How the vaccine works
Most vaccines against other diseases work after people are exposed to a germ. The Lyme vaccine offers a different strategy — working a step earlier to block a tick bite from transmitting the infection, according to Dr. Gary Wormser, a Lyme expert at New York Medical College who isn’t involved with the new research.
It does this by targeting an “outer surface protein” of the Lyme bacterium called OspA that’s present in the tick’s gut.
It’s estimated a tick must feed on someone for about 36 hours before the bacteria spreads to its victim. That delay provides time for the antibodies the tick ingests from a vaccinated person’s blood to attack the germs right at the source.
In small, early-stage studies, Pfizer and Valneva reported no safety problems and a good immune response.
The newest study will test the safety and efficacy of the new vaccine, called VLA15. The companies aim to recruit at least 6,000 people in Lyme-prone areas including the Northeast U.S. plus Finland, Germany, the Netherlands, Poland and Sweden.
Subjects will receive three shots of either the vaccine or a placebo between now and next spring’s tick season. A year later, they’ll get a single booster dose.

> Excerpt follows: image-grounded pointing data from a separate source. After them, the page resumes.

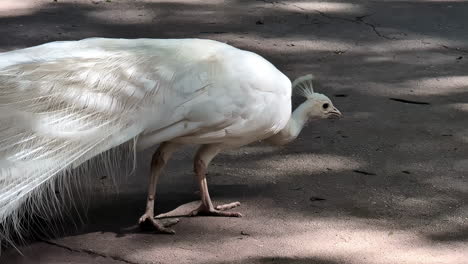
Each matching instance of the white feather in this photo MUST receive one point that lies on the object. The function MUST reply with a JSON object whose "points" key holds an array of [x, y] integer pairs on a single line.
{"points": [[64, 103]]}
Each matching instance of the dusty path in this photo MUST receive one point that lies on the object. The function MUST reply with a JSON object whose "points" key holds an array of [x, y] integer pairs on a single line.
{"points": [[392, 175]]}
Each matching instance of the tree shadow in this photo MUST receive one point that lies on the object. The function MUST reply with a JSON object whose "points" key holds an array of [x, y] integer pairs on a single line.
{"points": [[411, 149]]}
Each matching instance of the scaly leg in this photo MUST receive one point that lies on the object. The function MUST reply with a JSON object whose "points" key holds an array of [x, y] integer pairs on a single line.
{"points": [[159, 159], [202, 159]]}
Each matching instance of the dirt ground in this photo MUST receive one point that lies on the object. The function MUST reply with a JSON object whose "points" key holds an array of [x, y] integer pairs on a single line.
{"points": [[386, 184]]}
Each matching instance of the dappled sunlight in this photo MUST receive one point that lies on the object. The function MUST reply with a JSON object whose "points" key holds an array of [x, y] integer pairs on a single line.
{"points": [[19, 8], [355, 240], [310, 163], [439, 85], [329, 7]]}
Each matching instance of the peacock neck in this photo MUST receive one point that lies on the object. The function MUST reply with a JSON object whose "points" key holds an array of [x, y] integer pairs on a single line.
{"points": [[298, 119]]}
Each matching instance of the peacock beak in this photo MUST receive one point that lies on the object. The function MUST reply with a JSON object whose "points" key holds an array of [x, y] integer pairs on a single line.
{"points": [[335, 114]]}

“We’re really looking at something that’s a seasonal vaccine,” Anderson said, so people have high antibody levels during the months when ticks are most active.
Volunteers for the study can be as young as five and should be at high risk because they spend a lot of time in tick-infested areas, such as hikers, campers and hunters, said Dr. Alan Kivitz, who heads one of the study sites at Altoona Center for Clinical Research in Duncansville, Pa.
In his own practice, Kivitz said “not a single day goes by that someone either has a concern about Lyme disease, could possibly have Lyme disease.”
Tick-bite prevention vaccine
The new Pfizer-Valneva vaccine is engineered somewhat differently than its predecessor and also targets six Lyme strains in the U.S. and Europe instead of just one.
The Pfizer study will span two tick seasons to get answers — but it’s not the only research into new ways to prevent Lyme.
The University of Massachusetts scientists are working on a vaccine alternative, shots of pre-made Lyme-fighting antibodies. And Yale University researchers are in the early stages of designing a vaccine that recognizes a tick’s saliva — which in animal testing sparked a skin reaction that made it harder for ticks to hang on and feed.
Since different tick species carry many diseases other than Lyme, ultimately “we’re all hoping for a tick-bite prevention vaccine,” Wormser said.